China has ignored Australia's attempts to discuss trade tensions over beef and barley imports, and state governments fear they could become the meat in the sandwich as the trade tangle heats up.
Federal Trade Minister Simon Birmingham confirmed his Chinese counterpart had not responded to requests for the talks.
"We have not secured said meeting yet. I would hope that would be forthcoming," he told parliament on Wednesday.
But he later said it was most appropriate that industry sort out the problems with Chinese administrators directly.
Ministerial-level engagement would simply seek assurances the Chinese would use an evidence-based process and will give a fair hearing to the Australian case, he told the ABC.
Foreign Minister Marise Payne said she had never had a problem getting in touch with her counterpart.
"We engage through correspondence, we engage through Beijing, we engage through calls," she told Sky News.
West Australian Premier Mark McGowan has urged conservative politicians to tone down their inflammatory rhetoric.
"Some federal Liberal MPs from Western Australia have been very hostile with some of our trading relationships," he told state parliament.
"We need to ensure we have balanced commentary and a balanced approach to these issues to ensure that our citizens aren't collateral damage."
Queensland Premier Annastacia Palaszczuk is also skittish about the stoush.
"China is an incredibly important trading partner to Queensland.
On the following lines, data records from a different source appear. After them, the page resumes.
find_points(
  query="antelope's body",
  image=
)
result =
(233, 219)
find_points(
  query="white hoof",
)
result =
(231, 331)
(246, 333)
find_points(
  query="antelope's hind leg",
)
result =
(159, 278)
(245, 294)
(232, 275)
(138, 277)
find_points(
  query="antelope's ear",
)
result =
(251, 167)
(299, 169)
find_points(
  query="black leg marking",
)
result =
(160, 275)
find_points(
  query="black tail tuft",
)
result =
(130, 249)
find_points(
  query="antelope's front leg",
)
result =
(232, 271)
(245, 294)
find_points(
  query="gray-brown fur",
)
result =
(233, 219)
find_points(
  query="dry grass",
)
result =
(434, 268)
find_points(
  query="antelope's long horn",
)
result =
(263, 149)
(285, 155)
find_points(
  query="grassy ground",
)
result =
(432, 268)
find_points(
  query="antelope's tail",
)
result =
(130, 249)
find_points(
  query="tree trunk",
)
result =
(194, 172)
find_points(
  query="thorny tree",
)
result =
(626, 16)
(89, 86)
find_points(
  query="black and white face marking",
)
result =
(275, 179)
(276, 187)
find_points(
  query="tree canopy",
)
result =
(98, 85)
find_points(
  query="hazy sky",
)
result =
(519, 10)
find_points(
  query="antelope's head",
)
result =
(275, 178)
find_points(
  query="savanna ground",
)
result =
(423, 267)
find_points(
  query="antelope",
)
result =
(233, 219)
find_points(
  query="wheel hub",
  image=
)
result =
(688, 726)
Most of our trade goes to China," she told reporters.
Victorian treasurer Tim Pallas said the meatworks bans were an inevitable consequence of language that vilified China.
Australian relations with China have been heavily strained since Scott Morrison began pushing for a global inquiry into coronavirus.
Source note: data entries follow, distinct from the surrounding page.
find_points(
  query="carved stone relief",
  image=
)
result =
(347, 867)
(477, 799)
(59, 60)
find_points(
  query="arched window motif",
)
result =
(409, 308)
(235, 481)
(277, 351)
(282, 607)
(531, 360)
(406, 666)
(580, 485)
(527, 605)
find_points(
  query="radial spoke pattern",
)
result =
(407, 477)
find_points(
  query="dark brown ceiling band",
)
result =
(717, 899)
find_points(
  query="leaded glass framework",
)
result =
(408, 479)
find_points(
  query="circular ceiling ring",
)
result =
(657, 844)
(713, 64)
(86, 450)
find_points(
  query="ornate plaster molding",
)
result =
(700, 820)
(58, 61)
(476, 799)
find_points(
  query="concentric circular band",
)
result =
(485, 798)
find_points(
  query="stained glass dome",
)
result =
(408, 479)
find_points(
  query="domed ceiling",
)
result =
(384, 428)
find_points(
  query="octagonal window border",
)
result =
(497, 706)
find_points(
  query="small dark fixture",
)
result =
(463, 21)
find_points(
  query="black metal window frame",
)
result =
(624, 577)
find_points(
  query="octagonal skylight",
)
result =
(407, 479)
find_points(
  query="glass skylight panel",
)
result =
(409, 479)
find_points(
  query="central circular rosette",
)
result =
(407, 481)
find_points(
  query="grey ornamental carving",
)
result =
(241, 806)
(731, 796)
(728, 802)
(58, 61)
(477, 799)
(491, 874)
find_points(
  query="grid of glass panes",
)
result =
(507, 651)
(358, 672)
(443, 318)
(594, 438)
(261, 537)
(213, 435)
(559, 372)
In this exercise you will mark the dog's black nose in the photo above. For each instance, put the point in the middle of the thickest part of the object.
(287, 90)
Beijing's ambassador warned China could boycott Australian produce if the prime minister persisted.
China has since blacklisted four Australian abattoirs and threatened to slap an 80 per cent tariff on barley imports.
Senator Payne insists these are separate issues from the angst over an inquiry.
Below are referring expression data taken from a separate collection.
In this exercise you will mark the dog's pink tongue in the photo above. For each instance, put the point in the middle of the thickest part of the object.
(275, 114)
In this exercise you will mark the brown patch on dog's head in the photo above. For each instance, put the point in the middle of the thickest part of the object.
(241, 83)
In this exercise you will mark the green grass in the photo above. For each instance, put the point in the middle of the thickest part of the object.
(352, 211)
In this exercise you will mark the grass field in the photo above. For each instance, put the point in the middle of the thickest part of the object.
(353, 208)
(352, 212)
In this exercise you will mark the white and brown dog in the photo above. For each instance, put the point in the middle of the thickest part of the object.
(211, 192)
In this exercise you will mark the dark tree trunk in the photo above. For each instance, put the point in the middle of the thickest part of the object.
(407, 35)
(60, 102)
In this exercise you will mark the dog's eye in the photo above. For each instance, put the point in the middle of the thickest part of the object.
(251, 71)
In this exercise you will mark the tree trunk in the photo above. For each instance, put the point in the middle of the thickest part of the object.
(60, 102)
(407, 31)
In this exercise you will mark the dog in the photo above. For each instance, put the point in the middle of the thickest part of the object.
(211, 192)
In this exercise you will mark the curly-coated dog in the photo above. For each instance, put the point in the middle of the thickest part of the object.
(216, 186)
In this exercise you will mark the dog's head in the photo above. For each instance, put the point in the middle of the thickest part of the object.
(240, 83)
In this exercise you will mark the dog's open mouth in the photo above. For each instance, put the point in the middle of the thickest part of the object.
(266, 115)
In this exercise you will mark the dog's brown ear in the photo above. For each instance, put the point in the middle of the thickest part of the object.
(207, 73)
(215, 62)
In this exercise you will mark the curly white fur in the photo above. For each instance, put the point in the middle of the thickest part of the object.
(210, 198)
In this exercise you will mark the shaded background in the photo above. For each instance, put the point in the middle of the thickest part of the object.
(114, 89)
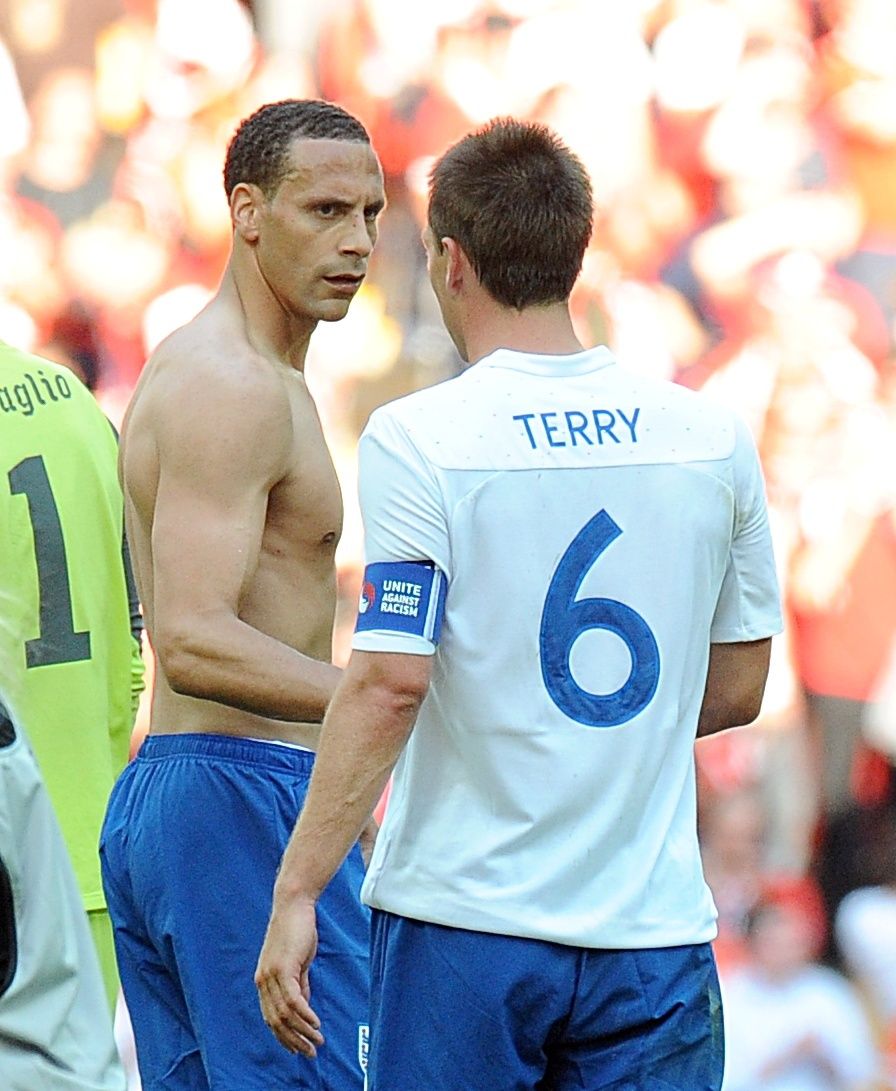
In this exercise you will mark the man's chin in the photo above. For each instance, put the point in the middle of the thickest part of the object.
(334, 309)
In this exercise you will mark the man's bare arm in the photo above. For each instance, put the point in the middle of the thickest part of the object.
(219, 456)
(735, 685)
(365, 731)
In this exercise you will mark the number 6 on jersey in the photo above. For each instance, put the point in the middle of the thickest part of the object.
(564, 619)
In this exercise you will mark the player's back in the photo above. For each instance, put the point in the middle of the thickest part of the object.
(64, 614)
(589, 518)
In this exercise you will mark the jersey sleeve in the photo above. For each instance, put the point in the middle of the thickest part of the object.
(406, 543)
(749, 604)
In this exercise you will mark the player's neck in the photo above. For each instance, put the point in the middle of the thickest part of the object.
(546, 330)
(270, 328)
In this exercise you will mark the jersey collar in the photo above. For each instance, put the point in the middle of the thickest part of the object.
(534, 363)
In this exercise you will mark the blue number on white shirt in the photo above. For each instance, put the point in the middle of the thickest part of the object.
(564, 619)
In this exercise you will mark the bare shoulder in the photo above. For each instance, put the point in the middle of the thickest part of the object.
(205, 388)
Eighteen per cent of Australia's beef production is shipped to China, with exports worth more than $3 billion a year.
The four meatworks involved account for more than a third of Australian beef exports.
China's foreign ministry spokesman Zhao Lijian said customs officers had detected repeated violations of inspection and quarantine requirements by a few Australian beef export companies.
"China has decided to suspend, effective immediately, processing four Australian companies' import declarations for meat products," he said.
"The Chinese side has asked the Australian side to conduct a thorough investigation to find the cause and address the issue."
Mr Morrison said the claims related to "paperwork and administration issues".
Australia had raised both the barley and beef issues with China frequently over quite some time and would not shy away from setting out its case, he told parliament.
"From time to time there will be differences of views about those issues and we will seek to progress them very constructively in the national interest, always in the national interest," Mr Morrison said.